Van koolstofnanobuisjes en suiker kun je een lichtgewicht batterijtje maken dat gedurende een paar seconden verrassend veel vermogen levert. Handig voor ruimtesondes die nu en dan even van zich moeten laten horen, denkt MIT-onderzoeker Michael Strano.

Zo’n batterijtje maakt dan gebruik van het ‘thermopower wave’-effect dat Strano en collega’s in 2010 voor het eerst beschreven. Warm je zo’n nanobuisje aan één uiteinde op, dan duwt het warmtefront als het ware de elektronen voor zich uit zodat er een elektrische stroom gaat lopen. Inmiddels is het gelukt een wiskundig model op te stellen dat het verschijnsel adequaat beschrijft.

Dat opwarmen kun je bereiken door een uit nanobuisjes gevlochten vezel te doordrenken met een brandbare stof, zoals natriumazide of een suiker naar keuze. Zo krijg je een soort lont die je alleen nog hoeft aan te steken.

Uiteraard kun je zo’n lont maar één keer gebruiken, tenzij je iets verzint om hem achteraf opnieuw met brandstof te doordrenken. Maar daar staat tegenover dat hij, anders dan échte batterijen, in principe geen uiterste gebruiksdatum heeft. Bovendien ontbrandt hij niet vanzelf maar alleen als je hem bewust aansteekt, en blijft ná de verbranding geen gevaarlijk afval over.

In het tijdschrift Energy & Environmental Science claimde Strano onlangs dat hij inmiddels vezels kan maken van tien centimeter lang, die er tien seconden over doen om op te branden. Gedurende die tijd levert het systeem een energiedichtheid die per eenheid van massa overeenkomt met die van een Li-ionaccu. Waarbij de vezel voldoende massa heeft om er een ledje op te laten branden.

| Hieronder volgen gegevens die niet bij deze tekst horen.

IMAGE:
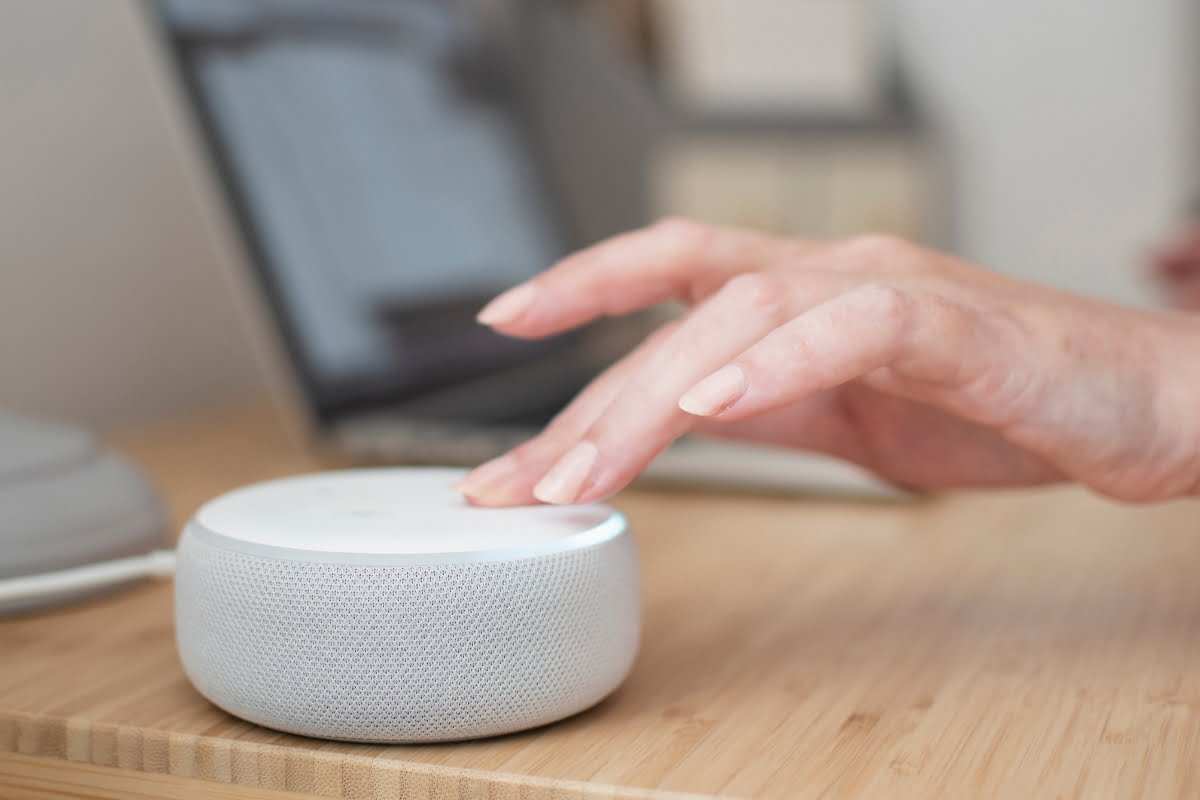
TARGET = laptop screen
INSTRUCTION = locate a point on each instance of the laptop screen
(383, 174)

De efficiëntie van de conversie van chemische naar elektrische energie bedraagt daarbij maar iets meer dan één procent, maar dat is al vier ordegroottes hoger dan toen Strano begon. Hij twijfelt er niet aan dat hij dat percentage nog veel verder kan verhogen als je hem nog een paar jaar de tijd geeft.

Of er buiten de satelliettechniek veel toepassingen voor zijn te vinden, is intussen afwachten.